Thanks @DaveSch, I already know all this. My point is the inability to express inaccuracy on a span “date”. This is in fact an interval of time with a beginning and an end. Obviously an interval of time is not a point in time. That a point in time may be exact, approximate, before, after or between does not change the fact that presently a point and an interval are represented within the same data structure. This implies that the interval is always considered exact (because there are only two date slots in the object) which is rarely the case in genealogy.
Therefore you can’t translate your uncertainty on the interval bounds. Both bounds may have different accuracy. See my example about a residency event.
I think subevents could resolve, may be, these dates issues.
It could be done with something like that:
event: Residence from date1 to date3
subevent Residence 1: about date1
subevent Residence 2: date2
subevent Residence 3: around date3
It would add precision to the main event, all knowledge we have of it. And for the gedcom, it could inherit date from main event and sources, attributes… from subevents. Maybe gedcom creation could generate and add a note automaticaly to the event to augment it, translating the subevents meaning
Gramps still needs to be able to import/export GEDCOM without loosing information.

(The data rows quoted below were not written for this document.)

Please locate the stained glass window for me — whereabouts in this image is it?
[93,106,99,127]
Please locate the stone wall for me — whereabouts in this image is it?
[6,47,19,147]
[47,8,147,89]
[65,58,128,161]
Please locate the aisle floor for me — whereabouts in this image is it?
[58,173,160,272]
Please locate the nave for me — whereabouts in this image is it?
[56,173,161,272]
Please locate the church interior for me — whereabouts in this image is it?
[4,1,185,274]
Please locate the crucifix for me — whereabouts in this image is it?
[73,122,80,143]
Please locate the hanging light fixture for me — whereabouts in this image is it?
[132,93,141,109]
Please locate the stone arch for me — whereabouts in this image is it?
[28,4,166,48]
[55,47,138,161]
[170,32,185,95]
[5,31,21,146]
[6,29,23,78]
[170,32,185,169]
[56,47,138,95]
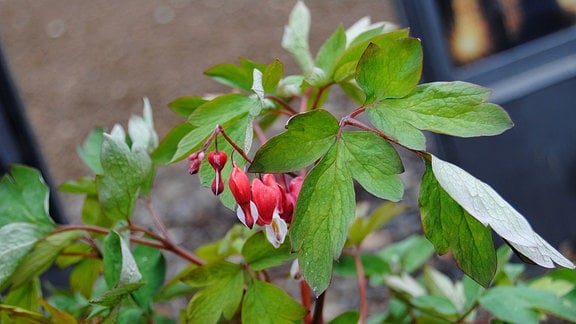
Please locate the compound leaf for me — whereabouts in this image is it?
[428,155,574,269]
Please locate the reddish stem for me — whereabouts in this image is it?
[300,280,312,324]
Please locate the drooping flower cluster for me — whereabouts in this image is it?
[229,162,302,247]
[188,150,303,248]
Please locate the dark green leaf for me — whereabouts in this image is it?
[290,144,355,295]
[168,96,208,118]
[96,134,153,220]
[342,132,404,201]
[420,163,496,287]
[356,38,422,103]
[315,26,346,82]
[249,109,338,173]
[334,29,408,82]
[10,231,84,287]
[242,232,296,271]
[133,245,166,309]
[369,82,513,148]
[0,223,46,290]
[328,310,360,324]
[69,258,104,298]
[186,263,244,323]
[348,202,406,245]
[480,286,576,323]
[242,280,307,324]
[76,128,104,174]
[0,165,54,230]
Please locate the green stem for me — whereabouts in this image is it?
[353,247,368,324]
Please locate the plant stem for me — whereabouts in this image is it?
[353,247,368,324]
[312,291,326,324]
[300,279,312,324]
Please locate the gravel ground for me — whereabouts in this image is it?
[0,0,432,313]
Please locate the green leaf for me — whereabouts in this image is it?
[242,280,307,324]
[102,231,142,288]
[0,222,46,289]
[248,109,339,173]
[290,144,355,295]
[58,177,96,195]
[10,231,84,287]
[282,1,314,75]
[0,165,54,230]
[151,122,198,165]
[328,310,360,324]
[333,29,409,82]
[348,202,406,245]
[186,262,244,323]
[428,155,574,269]
[168,96,208,118]
[356,38,422,103]
[262,60,284,93]
[420,163,496,287]
[369,82,513,149]
[128,97,158,153]
[133,245,166,309]
[342,132,404,201]
[96,134,153,220]
[242,232,296,271]
[479,286,576,323]
[69,258,104,298]
[76,128,104,174]
[315,26,346,85]
[377,235,434,273]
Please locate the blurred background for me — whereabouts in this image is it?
[0,0,576,316]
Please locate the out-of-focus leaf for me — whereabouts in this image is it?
[0,223,46,290]
[242,280,307,324]
[0,165,54,230]
[282,1,314,75]
[76,128,104,174]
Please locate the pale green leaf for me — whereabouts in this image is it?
[0,222,46,288]
[128,97,158,153]
[290,144,355,295]
[356,38,422,103]
[419,163,496,287]
[282,1,314,74]
[76,128,104,174]
[0,165,54,230]
[10,231,84,287]
[242,280,307,324]
[431,155,574,269]
[96,134,153,220]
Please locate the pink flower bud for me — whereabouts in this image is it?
[211,170,224,196]
[252,174,282,226]
[228,161,258,228]
[208,151,228,171]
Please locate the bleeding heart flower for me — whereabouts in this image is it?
[228,161,258,228]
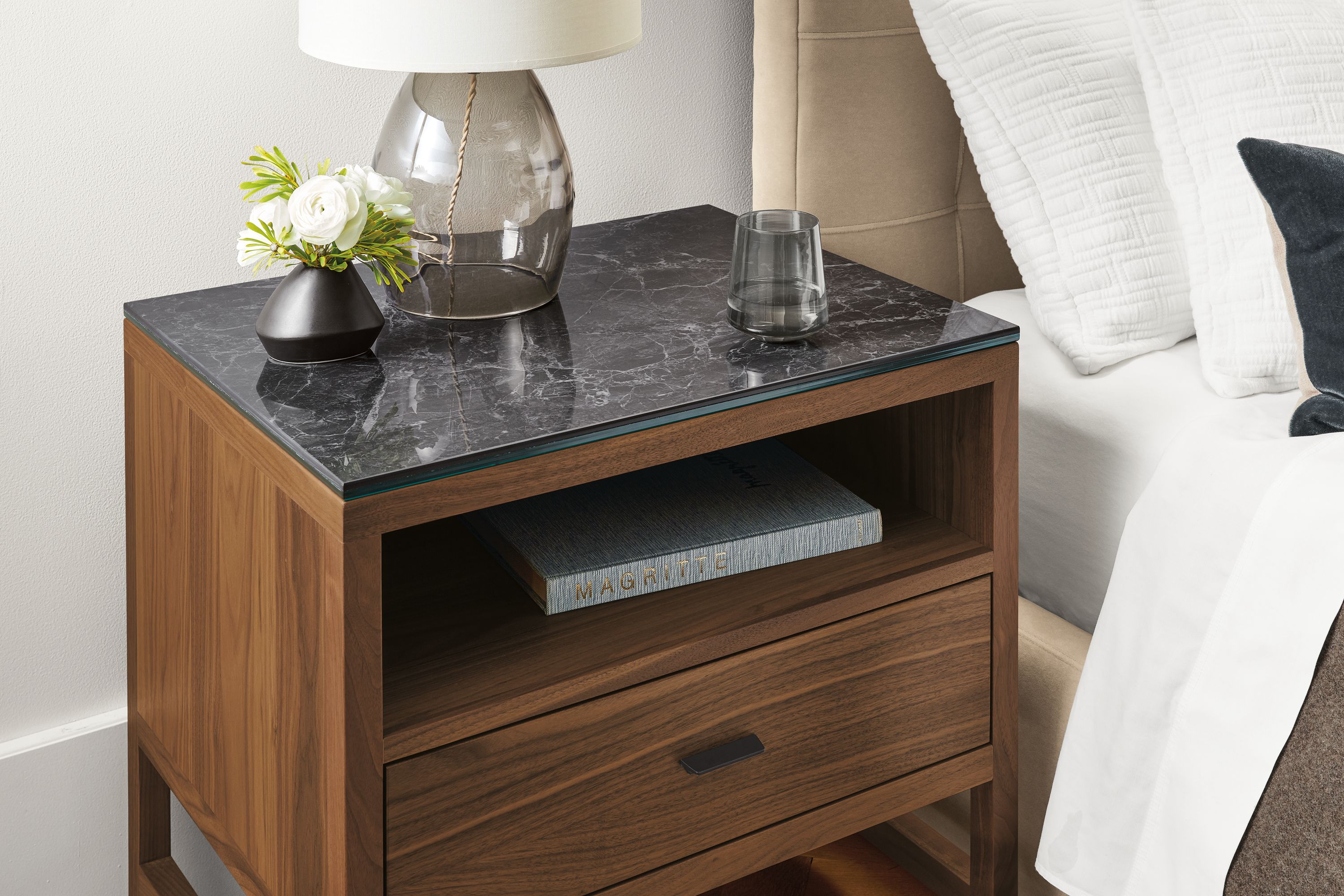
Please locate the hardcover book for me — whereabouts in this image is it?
[464,439,882,614]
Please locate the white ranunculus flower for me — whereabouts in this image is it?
[238,199,298,265]
[289,175,368,251]
[340,165,411,218]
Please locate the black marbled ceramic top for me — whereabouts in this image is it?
[125,206,1017,498]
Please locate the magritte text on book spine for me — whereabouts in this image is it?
[574,551,728,602]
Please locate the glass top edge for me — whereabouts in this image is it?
[122,311,351,501]
[339,333,1021,501]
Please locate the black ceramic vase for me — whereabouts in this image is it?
[257,265,383,364]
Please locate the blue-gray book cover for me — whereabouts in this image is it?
[465,439,882,614]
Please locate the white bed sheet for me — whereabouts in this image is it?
[969,289,1297,631]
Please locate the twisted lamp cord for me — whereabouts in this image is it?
[448,71,476,265]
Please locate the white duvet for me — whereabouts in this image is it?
[1036,406,1344,896]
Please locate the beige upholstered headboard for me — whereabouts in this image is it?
[753,0,1021,301]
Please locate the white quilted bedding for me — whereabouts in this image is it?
[1129,0,1344,398]
[911,0,1193,374]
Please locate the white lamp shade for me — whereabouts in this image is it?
[298,0,641,71]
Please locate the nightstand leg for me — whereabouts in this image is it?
[126,717,196,896]
[970,778,1017,896]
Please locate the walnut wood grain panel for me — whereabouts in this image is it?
[126,349,382,896]
[970,354,1017,896]
[344,345,1017,538]
[387,579,989,896]
[384,512,992,762]
[122,320,341,537]
[599,747,993,896]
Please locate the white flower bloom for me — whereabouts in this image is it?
[238,199,298,266]
[340,165,411,218]
[289,175,368,251]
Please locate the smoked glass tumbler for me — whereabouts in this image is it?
[728,208,827,343]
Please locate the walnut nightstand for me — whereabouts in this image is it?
[125,207,1017,896]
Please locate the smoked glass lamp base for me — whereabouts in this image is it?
[374,71,574,320]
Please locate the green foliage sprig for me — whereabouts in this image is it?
[238,146,332,203]
[238,146,417,290]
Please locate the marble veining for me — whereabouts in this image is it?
[125,206,1017,498]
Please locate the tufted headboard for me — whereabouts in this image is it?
[751,0,1021,301]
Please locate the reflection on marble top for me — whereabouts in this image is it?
[125,206,1017,498]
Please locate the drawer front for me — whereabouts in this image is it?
[386,576,991,896]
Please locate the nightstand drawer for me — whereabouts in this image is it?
[386,576,991,896]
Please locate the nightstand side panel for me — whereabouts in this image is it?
[126,340,382,896]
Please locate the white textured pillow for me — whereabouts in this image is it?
[911,0,1195,374]
[1129,0,1344,398]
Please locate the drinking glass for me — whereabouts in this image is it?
[728,208,827,343]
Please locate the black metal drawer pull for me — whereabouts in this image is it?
[681,735,765,775]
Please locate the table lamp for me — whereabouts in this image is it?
[298,0,641,320]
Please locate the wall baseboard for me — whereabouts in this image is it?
[0,706,242,896]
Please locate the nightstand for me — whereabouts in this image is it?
[125,207,1017,896]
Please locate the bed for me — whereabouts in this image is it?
[753,0,1344,896]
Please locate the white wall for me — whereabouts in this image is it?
[0,0,751,896]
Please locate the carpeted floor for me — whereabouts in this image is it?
[703,836,933,896]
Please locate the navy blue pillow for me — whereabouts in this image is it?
[1236,137,1344,435]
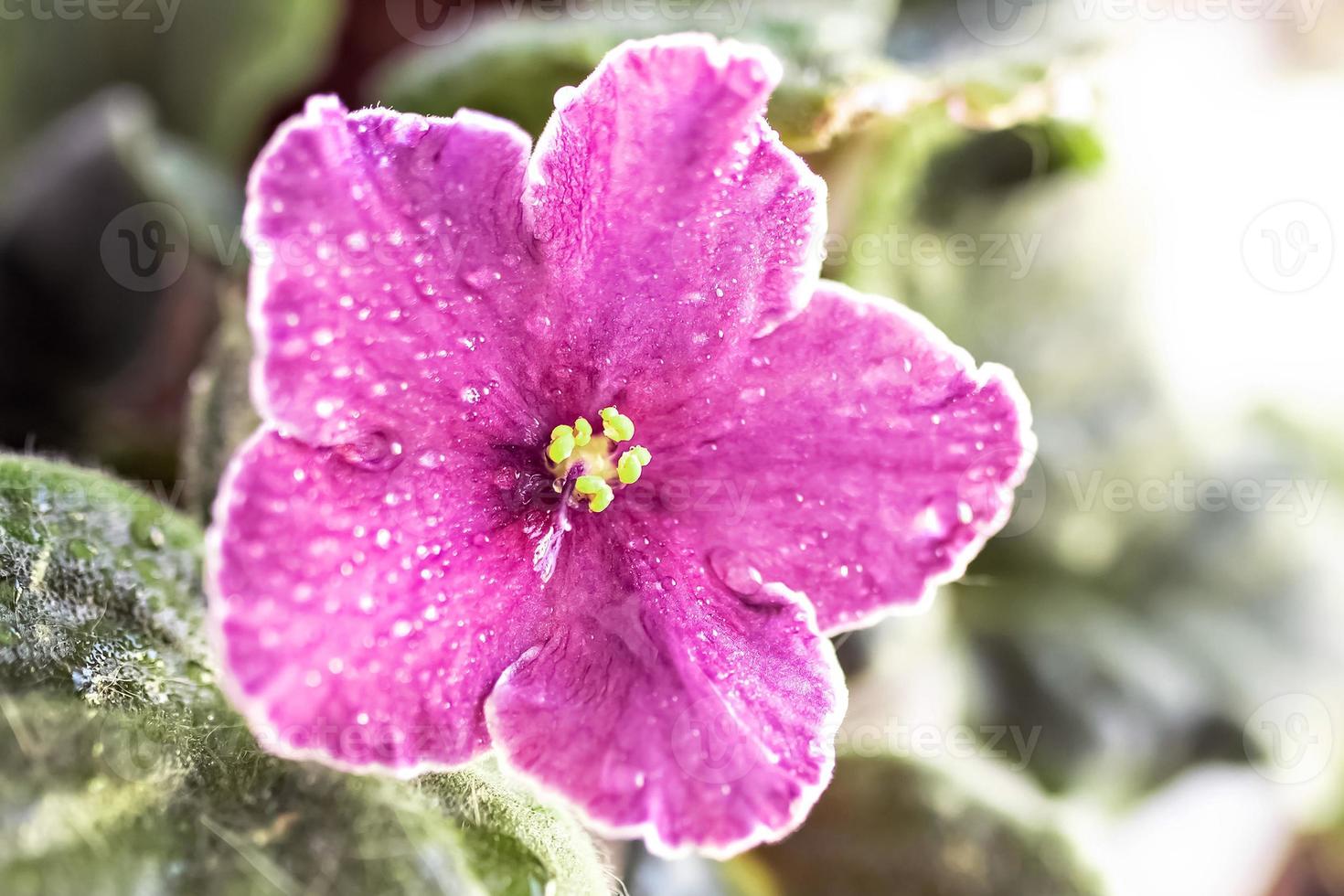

I thought GEDCOM exports were already lossy.
I think a very strong argument can be made the concern over GEDCOM compatability and the GEDCOM oriented mindset have held back the evolution of Genealogical software for two decades now.
Yes fully agree with that. Also many forum discussions about new fetaures died because there was no useful way to store new data in existing GEDCOM structures. Sometimes there were workarounds using the existing structures, but the usability was terrible.
Couldnt it be done that a lot of the things GEDCOM dont support directly, is converted to notes on GEDCOM export in some way? Instead of just not include them.
I’ve been using Gramps for 6 years, with original research (not copied) on 12,000 people.
I have never encountered a situation where this was a practical issue. Normally, just representing the end dates with suitable precision (gramps is happy to omit day-of-month and month-of-year) seems to handle most realistic use cases.
Representing lack of precision in a precise way (!!) is not needed strongly enough to justify the complexity of the code change and maintenance it would need.
I’m on the 6000 range. But many people lack records so for them it’s guess work. Based on other records I can have something like “period from after 1750” to before 1780 in the majority of cases. It is part of my way to tag work-to-be-done.
But sometimes such a duration event may be associated to recorded deeds. I should probably split into a begin event with the “stamped” record and an end event with again another record.
You’re probably right in your advice with truncated dates. Perhaps text dates like “Spring 1750” to “Autumn 1780” would be the ad hoc mention.